Improved supercapacitor performance of MnO2–graphene composites constructed using a supercritical fluid and wrapped with an ionic liquid

Abstract

Supercritical CO₂ (SCCO₂) is used to synthesize MnO₂. This process is found to be promising for producing oxide nanorods (∼5 nm in diameter) with little agglomeration. With suitable SCCO₂ pressure and temperature, nanocrystalline α-MnO₂ with an extremely high surface area of 245 m² g⁻¹ (versus 80 m² g⁻¹ for the oxide prepared in ambient air) was obtained. Introduction of graphene nanosheets and carbon nanotubes into MnO₂ with and without the aid of SCCO₂ is compared. SCCO₂ can help debundle the graphene nanosheets and uniformly disperse the MnO₂ nanorods in between, thus preventing graphene restacking. Since the oxide particles are sandwiched between the highly conductive sheets, a high electrochemical utilization is obtained. Accordingly, SCCO₂-MnO₂/graphene shows superior supercapacitor properties.

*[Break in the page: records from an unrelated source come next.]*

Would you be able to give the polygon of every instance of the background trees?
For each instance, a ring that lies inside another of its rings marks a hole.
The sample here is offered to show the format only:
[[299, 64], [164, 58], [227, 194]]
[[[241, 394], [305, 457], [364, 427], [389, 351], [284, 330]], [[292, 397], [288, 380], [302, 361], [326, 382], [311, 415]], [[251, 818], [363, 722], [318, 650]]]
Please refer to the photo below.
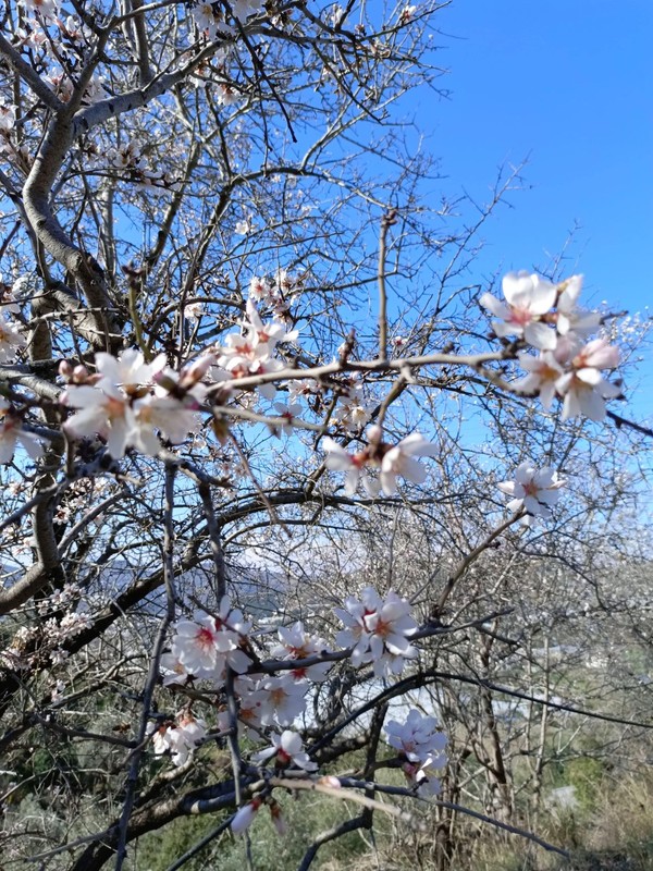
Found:
[[[307, 837], [303, 867], [322, 843], [371, 830], [380, 797], [414, 796], [416, 776], [392, 781], [406, 757], [382, 739], [410, 694], [435, 707], [451, 743], [441, 867], [469, 849], [452, 805], [537, 823], [547, 768], [580, 746], [560, 712], [609, 714], [616, 699], [619, 732], [596, 736], [596, 757], [630, 734], [620, 721], [643, 731], [644, 713], [621, 706], [626, 675], [643, 667], [645, 593], [614, 589], [611, 573], [638, 562], [619, 514], [632, 525], [626, 456], [646, 433], [560, 422], [557, 406], [544, 413], [513, 385], [525, 342], [489, 334], [471, 265], [517, 175], [461, 225], [455, 204], [424, 198], [435, 170], [397, 108], [417, 86], [438, 93], [439, 5], [7, 4], [9, 861], [139, 867], [139, 849], [153, 861], [151, 832], [212, 813], [220, 845], [238, 806], [285, 795], [291, 781], [272, 783], [251, 751], [294, 715], [276, 709], [245, 735], [235, 723], [250, 690], [282, 686], [270, 683], [283, 680], [279, 663], [266, 665], [281, 655], [278, 624], [303, 621], [323, 639], [303, 651], [334, 665], [306, 685], [300, 729], [320, 773], [341, 775], [320, 790], [362, 801]], [[603, 330], [616, 329], [604, 312]], [[434, 445], [426, 480], [401, 449], [415, 431]], [[374, 479], [392, 451], [398, 492], [343, 487], [341, 471], [369, 461]], [[558, 469], [570, 491], [530, 532], [495, 488], [523, 458]], [[334, 606], [367, 587], [396, 591], [420, 627], [421, 655], [401, 677], [396, 660], [382, 673], [378, 657], [362, 668], [321, 657], [342, 629]], [[185, 677], [183, 692], [163, 688], [165, 651], [198, 609], [236, 635], [251, 615], [256, 631], [248, 646], [224, 641], [217, 690]], [[618, 671], [588, 677], [617, 635]], [[263, 675], [258, 688], [236, 685], [236, 650]], [[157, 738], [195, 719], [202, 747], [176, 768], [158, 758]]]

The feasibility of using an ionic liquid (IL) as a conductive wrapping agent to improve the performance of the MnO₂/graphene electrode is demonstrated. Because the intimate contact between the oxide and graphene can be ensured and the interfacial double-layer capacitance can be optimized, the electrode wrapped with an IL shows a higher capacitance, improved high-rate capability, and higher cyclic stability compared to those obtained without IL wrapping.